Le Tribunal de l'Union européenne a annulé mercredi les sanctions européennes contre l'homme d'affaires russe Mikhaïl Fridman, ancien propriétaire des supermarchés Dia à travers son véhicule d'investissement LetterOne, estimant que les mesures n'étaient pas suffisamment justifiées.

La justice européenne entend les appels de Fridman et de son collègue Petr Aven contre leur inscription sur la « liste noire » européenne en raison des relations entre le groupe Alfa, un conglomérat qui comprend Alfa Bank, l'une des principales banques de Russie, avec l'invasion. Ukraine.

Tous deux ont fait valoir que les sanctions n'étaient pas fondées sur des preuves « fiables ou crédibles » et que les évaluations du Conseil de l'UE étaient erronées quant à l'application de sanctions pour l'attaque russe contre le pays voisin.

Le tribunal luxembourgeois déclare qu'aucune des raisons énumérées dans les sanctions contre Aven et Fridman n'est suffisamment prouvée, et que les 27 n'ont pas non plus fourni de preuves supplémentaires pour justifier le renouvellement des sanctions.
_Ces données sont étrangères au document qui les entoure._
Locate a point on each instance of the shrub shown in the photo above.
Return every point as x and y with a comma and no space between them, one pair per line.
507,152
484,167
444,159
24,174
C'est pourquoi il annule aussi bien les sanctions initiales que les actes de renouvellement des mesures restrictives.

De l'avis du Tribunal, l'UE a souligné une certaine proximité des deux magnats avec le président russe Vladimir Poutine ou son entourage, mais il n'est pas prouvé qu'ils aient soutenu ou parrainé la campagne militaire russe contre l'intégrité territoriale et la souveraineté. et l’indépendance de l’Ukraine.